This continues the strategy begun by Disney and Pixar last year when they surprised many by showing the first half of Pete Docter’s Up at various comic book conventions over three months before its release. The big difference with Toy Story 3 is that Up was an unknown, a new and original premise rather than a long-awaited three-quel to two of Pixar’s early hits as well as a movie that’s been shrouded in secrecy for the many years since it was first announced. That said, the movie wasn’t quite finished yet and was screened in 2D, but lost nothing on the capacity audience of exhibitors lined-up to see it at the Paris Hotel’s Le Theater Des Arts and the Jubilee Theater at Bally’s.
Before showing the movie, ShoWest presented John Lasseter with a special ShoWest Big Ten Award, commemorating Disney and Pixar Animation’s ten movies released to date, all enormous hits that have grossed $5.5 billion worldwide. After giving a speech, Lasseter presented the premiere of Teddy Newton’s short Day & Night which will be running in front of Toy Story 3. The short was shown in 3D and it’s another fairly innovative dialogue-free short involving two 2-dimensional “Schmoo”-like creatures who display 3D animation scenes on their bodies. The general idea is that one is always showing daytime scenes, while the other is always showing night, and the short cleverly juxtaposed the two things as the characters interacted.

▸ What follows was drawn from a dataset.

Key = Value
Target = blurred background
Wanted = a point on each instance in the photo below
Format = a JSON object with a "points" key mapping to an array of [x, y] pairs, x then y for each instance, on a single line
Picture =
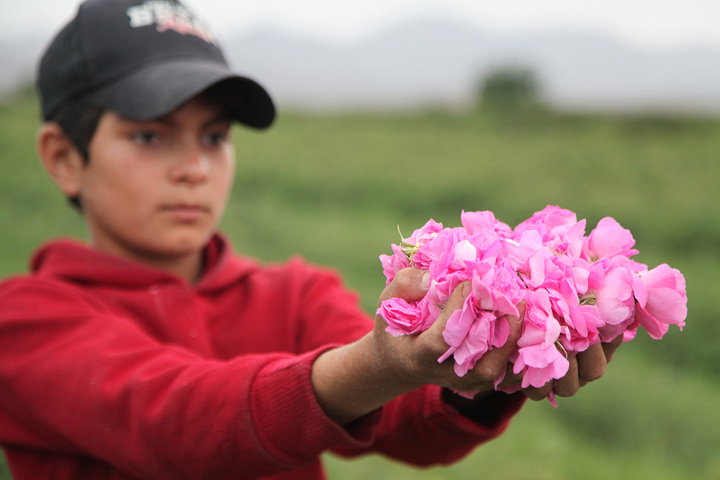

Unfortunately, we can’t really review Toy Story 3 nor can we say more about the plot than what you’ll already know from watching the trailer, which is that Woody and Buzz Lightyear’s owner Andy has grown up and is heading off to college, leaving the fate of the duo and their toy friends somewhat uncertain. Essentially what we see in the trailer is the set-up for another amazing adventure, which is sure to appeal to fans of what Disney and Pixar Animation have been offering for the past 15 years. Like the best Pixar movies, it’s consistently funny, exciting and moving, sometimes all three at the same time, and as someone who never got around to seeing Toy Story 2 and really had very little emotional investment in the characters, I was really impressed with what was done with a fairly simple story that doesn’t require having seen either of the previous movies to immediately understand the idea of growing up and losing interest in one’s toys. Toy Story 3 explores that from the toys’ perspective, and the clever introduction and integration of new toy characters with the beloved known characters is quite seamless. It’s also impressive how some of the funniest gags are introduced and used just enough to never wear out their welcome, which is rarely the case these days. There are also moments as emotional as those in Up without ever feeling sentimental. I’ll also freely admit to being close to tears a number of times while watching it, which is a true testament to what Unkrich and his team of talented creators have done in making these toys feel so human, yet making the human characters feel even more real than what we normally see in animated films. (Supposedly, they were still working on the musical score and sound mix but the temp music that was there worked so well that they clearly don’t have that far to go or have to do much to make these scenes work.)
Toy Story 3 is the type of movie that I could definitely see again right away and certainly will want to see how it plays in 3D, especially since one of the best things about the look of the movie is how bright and colorful it looks even compared to Pixar’s other recent movies. One wonders if any of that might get lost when wearing glasses that tend to darken the images. I guess we’ll see in a few months when we see the movie again, but in the meantime, you can look forward to our continued coverage of Toy Story 3 before it opens on June 18. We can almost guarantee that Disney and Pixar have another blockbuster hit on their hands, one that is going to stand the test of time more than most sequels.